Located in Oklahoma City, Pumps of Oklahoma is a global pump distribution company for environmental remediation supplies, industrial and oilfield pumping equipment. The Greenlys purchased Pumps of Oklahoma from Terri’s parents in 2005, after having worked in the family business since the mid-1980s.
It was also in 2005 that Richard had the opportunity to travel to China to install solar-powered water well pumps in rural villages where children did not attend school because they had to haul water all day. Unbeknownst to Richard until he noticed a national Chinese media crew following his team, this was the first solar-powered pump installation in China.
Following the successful pump installation in China, Richard was invited to present a paper on the project at President George H. Bush’s council on water in emerging nations. While at the symposium, he took note of another presentation on drilling a well in the Amazon for $50 and took the lessons learned there to develop a similar method that he used in 2008 in Sierra Leone to hand-drill a well in two days. Completed to U.S. standards, that one well reversed the high mortality rate in the village due to bad water and set the Greenlys on a new path to eradicating the world water crisis.
“We decided to become very intentional about how we were going to start doing this,” says Richard. “People kept trying to give us money but we knew money wasn’t going to solve the problem. We wanted to do what we do best: start businesses. We don’t have the money to give to 1.2 billion people who need water, but we can teach them how to have a sustainable water supply and make money doing it.”
So Richard and Terri founded Water4, a 501(c)(3) organization, in 2008 to teach people in developing nations how to build wells, make money and have a sustainable business.
According to Richard, it takes $10,000 to drill a traditional well in a developing country. The Water4 wells cost $1,000 and are built in a week by a team of 4-5 people using augers and manual cable tools. The maximum drilling depth is 150 feet for a four-inch well built to U.S. standards. And the pumps for those wells? Well, this is where the story gets really interesting.
The problem in drilling conventional water wells in developing nations is that when something breaks, there’s no one around to fix it. Richard knew the pumps would need to be cheap, portable and easy to fix. So he called on Steve Stewart, who owned a manufacturing company, to help with a solution.

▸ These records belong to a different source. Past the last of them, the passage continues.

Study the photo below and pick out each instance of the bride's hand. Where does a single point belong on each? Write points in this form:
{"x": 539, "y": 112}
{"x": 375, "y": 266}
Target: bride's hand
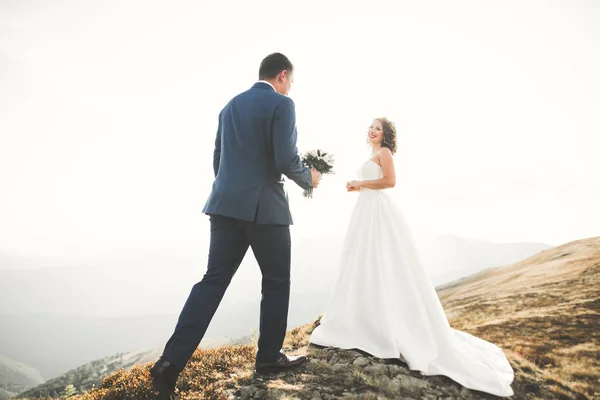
{"x": 352, "y": 186}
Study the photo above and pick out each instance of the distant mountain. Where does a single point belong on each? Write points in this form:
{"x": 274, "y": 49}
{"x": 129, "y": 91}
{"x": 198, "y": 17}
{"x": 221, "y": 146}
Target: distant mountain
{"x": 90, "y": 375}
{"x": 543, "y": 312}
{"x": 16, "y": 376}
{"x": 124, "y": 303}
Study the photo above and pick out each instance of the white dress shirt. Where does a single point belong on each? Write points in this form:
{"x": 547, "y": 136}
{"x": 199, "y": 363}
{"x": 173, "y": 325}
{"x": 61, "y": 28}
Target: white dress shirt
{"x": 268, "y": 83}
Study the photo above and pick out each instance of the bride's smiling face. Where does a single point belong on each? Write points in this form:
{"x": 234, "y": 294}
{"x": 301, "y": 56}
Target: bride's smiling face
{"x": 376, "y": 132}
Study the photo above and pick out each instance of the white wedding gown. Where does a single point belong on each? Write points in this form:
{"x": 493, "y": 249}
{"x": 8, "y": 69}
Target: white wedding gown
{"x": 383, "y": 302}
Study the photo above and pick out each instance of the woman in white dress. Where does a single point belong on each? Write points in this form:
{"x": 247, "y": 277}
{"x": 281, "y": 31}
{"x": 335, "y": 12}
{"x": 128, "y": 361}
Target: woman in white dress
{"x": 384, "y": 303}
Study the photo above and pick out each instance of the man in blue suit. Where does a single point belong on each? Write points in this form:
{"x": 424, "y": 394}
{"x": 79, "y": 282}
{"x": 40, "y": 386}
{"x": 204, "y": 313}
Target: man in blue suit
{"x": 248, "y": 207}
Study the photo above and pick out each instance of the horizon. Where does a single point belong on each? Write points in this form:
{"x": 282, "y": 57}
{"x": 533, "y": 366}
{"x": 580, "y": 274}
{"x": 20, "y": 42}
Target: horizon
{"x": 107, "y": 134}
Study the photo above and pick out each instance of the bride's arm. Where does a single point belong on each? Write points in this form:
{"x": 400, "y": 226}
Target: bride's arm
{"x": 389, "y": 174}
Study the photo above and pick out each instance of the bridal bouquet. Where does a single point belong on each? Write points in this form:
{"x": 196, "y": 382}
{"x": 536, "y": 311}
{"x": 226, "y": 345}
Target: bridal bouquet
{"x": 319, "y": 160}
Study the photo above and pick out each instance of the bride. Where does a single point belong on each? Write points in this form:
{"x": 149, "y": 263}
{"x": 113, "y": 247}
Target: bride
{"x": 383, "y": 302}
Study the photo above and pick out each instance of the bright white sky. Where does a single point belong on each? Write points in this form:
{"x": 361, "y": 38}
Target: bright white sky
{"x": 108, "y": 114}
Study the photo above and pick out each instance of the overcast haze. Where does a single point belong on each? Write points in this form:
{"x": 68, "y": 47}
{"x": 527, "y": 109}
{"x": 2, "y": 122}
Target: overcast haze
{"x": 108, "y": 114}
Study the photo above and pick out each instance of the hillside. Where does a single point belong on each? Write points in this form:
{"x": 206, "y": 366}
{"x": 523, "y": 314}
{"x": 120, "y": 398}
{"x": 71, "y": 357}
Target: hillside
{"x": 543, "y": 311}
{"x": 16, "y": 376}
{"x": 91, "y": 374}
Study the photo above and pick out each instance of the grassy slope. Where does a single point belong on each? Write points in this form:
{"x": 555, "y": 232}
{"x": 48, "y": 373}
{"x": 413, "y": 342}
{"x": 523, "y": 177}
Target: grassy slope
{"x": 543, "y": 311}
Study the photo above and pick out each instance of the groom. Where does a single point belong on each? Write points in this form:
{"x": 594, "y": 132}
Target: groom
{"x": 248, "y": 207}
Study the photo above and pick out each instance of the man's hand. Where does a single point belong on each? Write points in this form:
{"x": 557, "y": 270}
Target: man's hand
{"x": 316, "y": 175}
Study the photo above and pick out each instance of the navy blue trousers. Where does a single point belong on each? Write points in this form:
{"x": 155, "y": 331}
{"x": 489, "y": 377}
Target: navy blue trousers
{"x": 229, "y": 242}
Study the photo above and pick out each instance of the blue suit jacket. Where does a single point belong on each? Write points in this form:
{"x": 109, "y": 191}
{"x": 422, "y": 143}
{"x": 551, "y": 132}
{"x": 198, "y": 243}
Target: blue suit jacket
{"x": 255, "y": 145}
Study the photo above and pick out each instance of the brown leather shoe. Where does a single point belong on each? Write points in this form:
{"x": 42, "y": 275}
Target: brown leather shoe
{"x": 164, "y": 376}
{"x": 284, "y": 363}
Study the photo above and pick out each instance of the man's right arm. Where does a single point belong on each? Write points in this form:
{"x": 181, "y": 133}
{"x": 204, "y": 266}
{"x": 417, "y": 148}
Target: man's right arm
{"x": 285, "y": 136}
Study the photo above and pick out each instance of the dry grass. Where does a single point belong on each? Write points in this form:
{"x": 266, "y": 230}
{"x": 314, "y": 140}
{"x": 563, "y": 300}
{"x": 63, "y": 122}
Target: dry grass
{"x": 543, "y": 311}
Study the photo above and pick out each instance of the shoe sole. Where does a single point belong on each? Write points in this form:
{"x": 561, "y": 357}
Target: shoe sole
{"x": 275, "y": 370}
{"x": 160, "y": 388}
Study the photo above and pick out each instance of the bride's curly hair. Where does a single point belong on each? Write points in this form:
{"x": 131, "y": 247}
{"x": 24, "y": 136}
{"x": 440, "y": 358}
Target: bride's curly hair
{"x": 389, "y": 134}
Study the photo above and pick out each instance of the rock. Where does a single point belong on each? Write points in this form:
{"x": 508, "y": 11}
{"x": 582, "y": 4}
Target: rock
{"x": 340, "y": 367}
{"x": 376, "y": 369}
{"x": 247, "y": 392}
{"x": 396, "y": 370}
{"x": 361, "y": 362}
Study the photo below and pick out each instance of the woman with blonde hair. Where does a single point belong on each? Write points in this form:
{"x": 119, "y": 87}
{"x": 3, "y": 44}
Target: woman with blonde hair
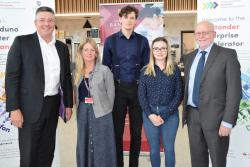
{"x": 160, "y": 94}
{"x": 94, "y": 90}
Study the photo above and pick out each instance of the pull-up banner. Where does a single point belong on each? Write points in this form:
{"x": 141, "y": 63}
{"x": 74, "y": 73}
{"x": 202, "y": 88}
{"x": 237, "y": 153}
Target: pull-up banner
{"x": 231, "y": 20}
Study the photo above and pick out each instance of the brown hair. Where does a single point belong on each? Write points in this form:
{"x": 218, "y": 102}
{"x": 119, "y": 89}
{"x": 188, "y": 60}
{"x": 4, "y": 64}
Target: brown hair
{"x": 127, "y": 10}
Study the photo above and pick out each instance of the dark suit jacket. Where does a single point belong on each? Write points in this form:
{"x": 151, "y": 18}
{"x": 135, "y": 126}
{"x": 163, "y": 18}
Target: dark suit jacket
{"x": 25, "y": 80}
{"x": 220, "y": 89}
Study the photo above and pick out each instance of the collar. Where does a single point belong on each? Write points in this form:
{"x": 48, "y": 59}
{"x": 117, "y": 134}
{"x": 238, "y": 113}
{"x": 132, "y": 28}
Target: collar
{"x": 207, "y": 49}
{"x": 120, "y": 34}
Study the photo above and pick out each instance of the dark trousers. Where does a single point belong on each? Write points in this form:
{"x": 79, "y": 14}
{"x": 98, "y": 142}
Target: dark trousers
{"x": 37, "y": 140}
{"x": 204, "y": 142}
{"x": 126, "y": 100}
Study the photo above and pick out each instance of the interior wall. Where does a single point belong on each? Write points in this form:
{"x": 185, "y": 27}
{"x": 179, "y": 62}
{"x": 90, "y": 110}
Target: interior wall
{"x": 173, "y": 27}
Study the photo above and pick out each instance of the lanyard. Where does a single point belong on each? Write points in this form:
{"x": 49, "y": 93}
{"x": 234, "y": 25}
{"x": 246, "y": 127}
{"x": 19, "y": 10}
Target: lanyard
{"x": 87, "y": 87}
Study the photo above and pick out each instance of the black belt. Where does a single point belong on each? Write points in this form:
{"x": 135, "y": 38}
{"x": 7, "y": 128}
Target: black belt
{"x": 124, "y": 83}
{"x": 192, "y": 107}
{"x": 53, "y": 96}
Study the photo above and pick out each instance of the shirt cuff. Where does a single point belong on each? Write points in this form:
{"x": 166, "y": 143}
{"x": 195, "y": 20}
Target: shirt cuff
{"x": 227, "y": 125}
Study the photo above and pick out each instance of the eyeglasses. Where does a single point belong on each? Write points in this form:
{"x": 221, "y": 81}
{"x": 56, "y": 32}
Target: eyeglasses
{"x": 203, "y": 33}
{"x": 162, "y": 49}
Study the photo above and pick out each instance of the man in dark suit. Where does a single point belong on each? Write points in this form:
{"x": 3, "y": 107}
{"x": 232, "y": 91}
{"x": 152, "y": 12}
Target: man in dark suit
{"x": 211, "y": 99}
{"x": 37, "y": 66}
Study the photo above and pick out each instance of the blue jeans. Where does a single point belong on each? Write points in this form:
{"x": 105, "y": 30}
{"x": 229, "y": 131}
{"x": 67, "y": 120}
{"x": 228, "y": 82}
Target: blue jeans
{"x": 166, "y": 132}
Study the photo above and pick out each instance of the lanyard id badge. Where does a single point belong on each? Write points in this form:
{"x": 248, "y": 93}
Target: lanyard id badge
{"x": 88, "y": 100}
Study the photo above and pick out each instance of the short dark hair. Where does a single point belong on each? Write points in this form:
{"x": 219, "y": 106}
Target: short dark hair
{"x": 127, "y": 10}
{"x": 44, "y": 9}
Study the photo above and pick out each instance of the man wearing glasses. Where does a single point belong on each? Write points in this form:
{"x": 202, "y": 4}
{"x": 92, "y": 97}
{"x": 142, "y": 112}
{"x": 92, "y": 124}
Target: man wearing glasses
{"x": 37, "y": 66}
{"x": 212, "y": 97}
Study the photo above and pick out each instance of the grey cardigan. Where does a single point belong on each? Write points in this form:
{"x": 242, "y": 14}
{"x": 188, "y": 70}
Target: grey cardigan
{"x": 102, "y": 89}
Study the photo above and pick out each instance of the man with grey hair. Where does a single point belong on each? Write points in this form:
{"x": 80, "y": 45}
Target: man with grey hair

Steve started researching water-lifting devices and went back centuries, to 15th century drawings by Leonardo da Vinci. He built a device based on da Vinci’s drawings with materials he got from Lowe’s and it worked. He had also found a 1675 patent from England that had possibilities, so he combined the two ideas to invent a brand new pump that only costs $25 and outlasts current pumps 10 to 1.
They named it the Access 1.2 Hand Pump, for the 1.2 billion people who need water. Water4 patented the new pump, and then released it into the public domain. Steve also developed more manual drilling tools that allow Water4 teams to drill down 150 feet.
Water4’s work in developing countries led to a five-year pact with the world’s largest humanitarian organization, World Vision, to drill 7,000 wells in eight African countries. Water4 is building a manufacturing and training facility in Ghana that will be up and running this summer, and will train 60 four-person teams that will drill 2,000 wells per year per team.
Water4’s goal is to build 40 of these facilities, which provide training to teams that become Water4 franchise owners. Each team earns a contract to drill wells upon completion of a 3-4 month training course. World Vision supplies the teams with micro-loans to purchase equipment to fulfill their contracts. In countries where the average wage is $1/day, a team can earn $50 per week drilling wells as well as additional income for fixing the existing 200,000 broken wells in Africa.
Richard estimates that in 10 years, the 40 Water4 facilities will result in one million new wells drilled – and that not only solves the water problem in Africa, it builds a robust business infrastructure to support the continent’s ongoing needs for a clean water supply.